任は成功し、ヒト喰いの獣は物言わぬ骸となって積み上げられ、朽ちるのを待っている。
返答のない相手に報告を続けていた采配師が、持たせた椀を覗き込む。
「溶けましたね」
采配師はひょいと椀を取り上げる。火神を宿す男の周囲にはじわりと熱が漂い、椀の雪を溶かしていた。
主のいかつい形相などどこ吹く風で、采配師は即席のぬるま湯を手に兵の元へと向かう。いくつかの囲みに分かれた兵ら、そのうちのひとつに近づき、しゃがむ。
「ほらー、水だぞ。温かいだろ? 我が将からだ」
軽い。不自然なまでに明るい口調。
しゃがむ先には横たわる兵の姿。
囲む他の兵は、或いは笑い、或いは目を逸らし、或いは歪む表情を見られまいと顔を背ける。横たわる兵は傾ける椀から零れる水を受ける。一滴、ふたしずく。
動かなくなった兵を前に、采配師は少しだけ待って、それから腰を上げた。「温かくしてやれ」
「はっ」
下敷きにしたむしろが骸をくるりと巻く。中身の半分ほどが溢れ落ちていた腹も、それで見えなくなる。
采配師は将の元へ向かう。将は無言で真白い雪を睨んでいる。
別の兵がざくざくと雪をかきわけ「ウォプタル車の用意ができました」報告する。
「不要」
低い声。将のもの。
「我には不要。骸を乗せよ」
しかし、と迷う兵に、采配師が「命令通りに」と告げる。
雪中の行軍が始まる。夜より前に山を降りたいと、その歩みは速い。傷を負った兵も、歩ける者は必死で足を動かす。
将と采配師は、兵をしんがりで見ている。
将を。采配師は、見ている。
外套の隙間より細く立ち上る湯気を、毛皮で裏打ちされた靴の下じゃくじゃくとぬかるむ土を、何も言わず、己が火神を滲ませる男を。
采配師は前を向く。
獣の大半を相手取って傷ひとつつかなかった将と、兵の骸を乗せたウォプタル車を、見るともなしに見比べる。

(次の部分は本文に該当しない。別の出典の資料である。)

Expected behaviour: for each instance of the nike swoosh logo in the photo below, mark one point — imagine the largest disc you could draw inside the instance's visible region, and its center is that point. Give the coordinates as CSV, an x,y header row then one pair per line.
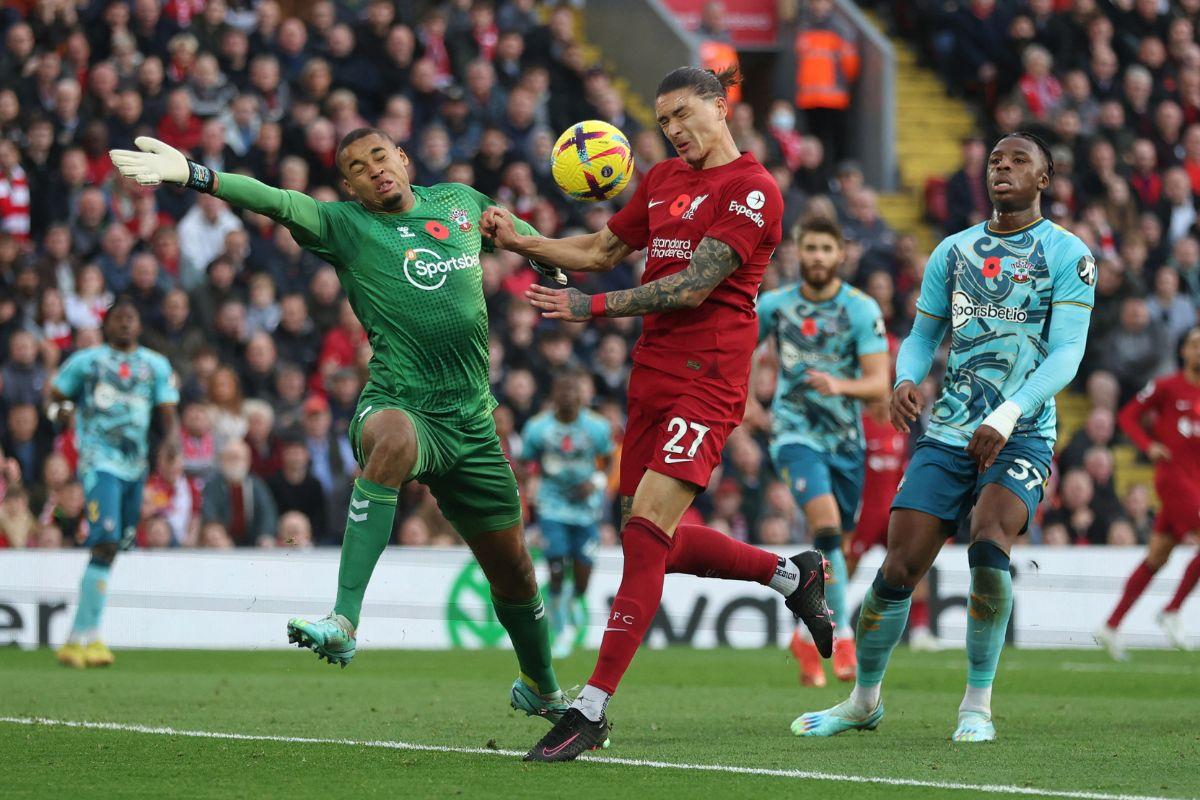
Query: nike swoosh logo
x,y
551,752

どれほど隣を往く男が強くとも、ひとりで成せる範囲には限りがある。
この男の躰が、炎がどれだけ強くとも、敵の居場所をつきとめるにも、敵を戦場に誘い込むにも、散り散りになった敵を追跡し掃討するにも、兵の――他人の力と犠牲とが必要不可欠なのだ。
主が何を思い、真白い世界を睨み据えているのか。采配師にはようと知れない。
全てをひとりで成すことの出来ない我が身を振り返っているのか。
獣ごときで傷つき死ぬ兵の弱さに苛立っているのか。
もしも。
ひとりで全てを成せるようになったなら、この方は、何処へ往くのだろう――どこまでも白い景色の中、采配師はそんなことを考えた。
もしも。
主が、ひとりで為せることを『やりたいこと』に『やるべきこと』に定めてしまったら。そのとき己れはどうするのか。
そこまでは、思い至らなかった。